Strengths and limitations

The strength of our study is that we could include high number of studies for both quantitative and qualitative analysis and it is the first systematic review on this topic to the best of our knowledge. Our limitation is that in our analysis the heterogeneity remained very high which could be explained by the different glucometers used, different types and severity of DM and periodontitis in the patient groups. Unfortunately, this issue prevented us from presenting more thorough analyses of the blood glucose and HbA1c values reported by the included studies as well as some further analysis, including comparing concordance, or measurement repeatability. The last but not least limitation of our study is the level of evidence in the included studies (level III) that warrants cautious conclusions.

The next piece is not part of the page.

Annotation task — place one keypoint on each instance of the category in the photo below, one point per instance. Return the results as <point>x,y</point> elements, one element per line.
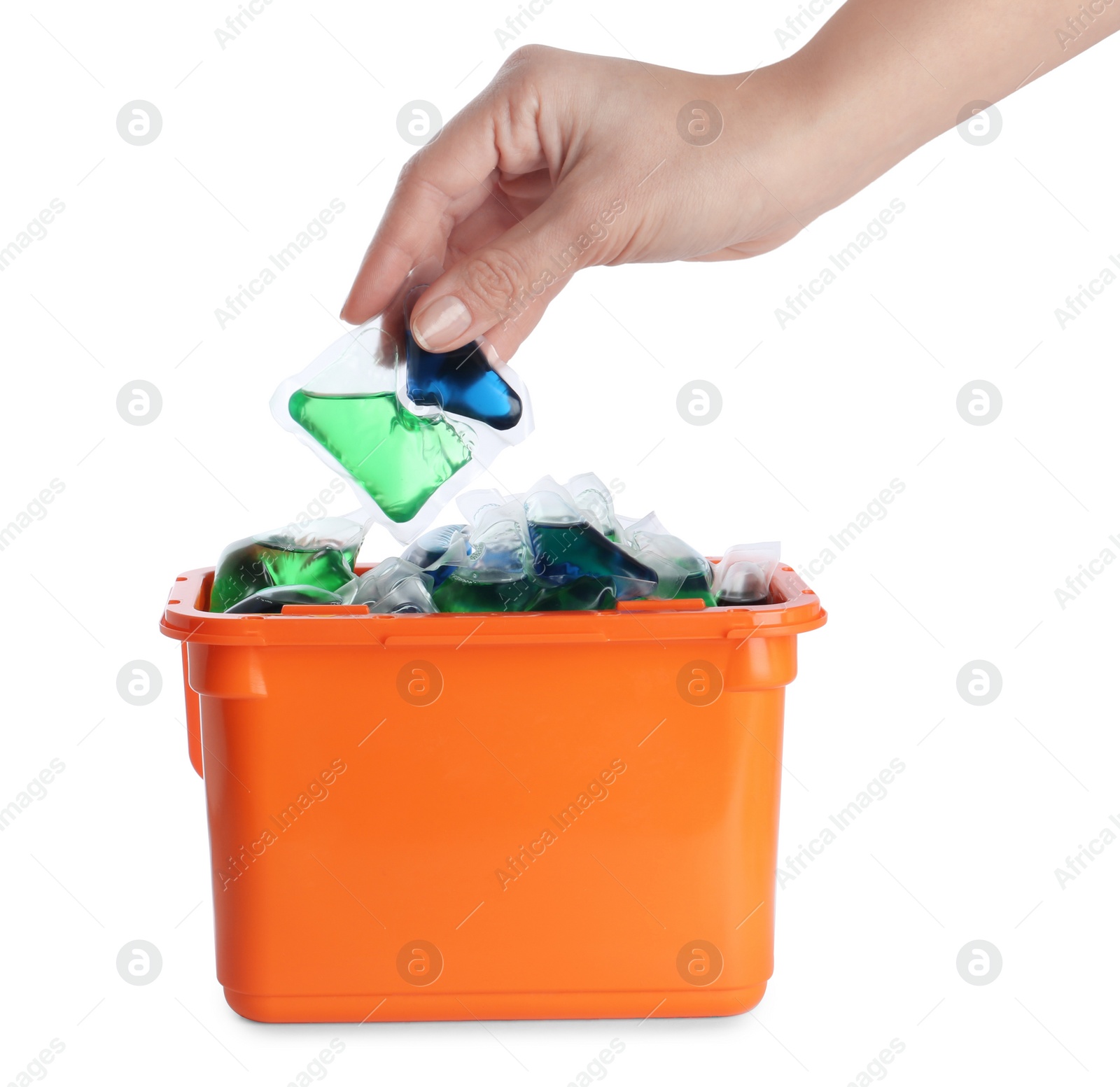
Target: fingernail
<point>440,324</point>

Implications for future research

In order to increase the certainty of evidence provided by clinical studies on the topic studies with more rigorous methodologies are required. The type of glucometers used and the severity of periodontal inflammation heavily influences the accuracy of readings, therefore the use of FDA approved glucometers and similar periodontal status matched cohorts are highly suggested for future studies. More studies are required to assess the accuracy of GCB readings regarding HbA1c levels. HbA1c gives an overview of patient blood glucose levels of the last two to three months, therefor it is widely used of DM diagnosis.

Conclusion

We have found that gingival crevicular blood could be used to measure blood glucose levels to identify patients with undiagnosed diabetes, if the necessary amount of uncontaminated gingival blood is present for a correct reading. However, the procedure is unsuited to monitor glycemic control in patients with diabetes, due to the higher inaccuracies in elevated glucose levels. When a glucose level in the hyperglycemia range (> 130 mg/dL) is detected in a patient without diabetes, conventional finger prick blood measurement is advised for validation. It is important to emphasize the use of FDA approved glucometers in order to ensure the accuracy of all measurements.

Clinical relevance

Scientific rationale for study

Diabetes mellitus is a well-known risk factor of developing severe periodontitis. More than half of the patients living with diabetes remain undiagnosed. The link between periodontitis and diabetes makes periodontal screening a perfect opportunity to identify patients with underlying diabetes. There is no previous comprehensive review of the available literature on the topic of investigating the reliability of gingival crevicular blood on blood glucose and HbA1c level measurements.

Principal findings

We have found statistically significant correlations between gingival crevicular blood and capillary blood glucose measurements, and statistically insignificant, but clinically relevant differences between the mean values.

Practical implications

When a necessary amount of gingival blood is present, an FDA approved glucometer can be used to screen for elevated blood glucose levels in patients without diabetes. In case of post prandial measurement, higher than 140 mg/dL value suggests that hyperglycemia is present, and conventional finger prick testing is necessary to verify the results. It is important to note, that due to the low quality of the studies, the certainty of evidence remains low.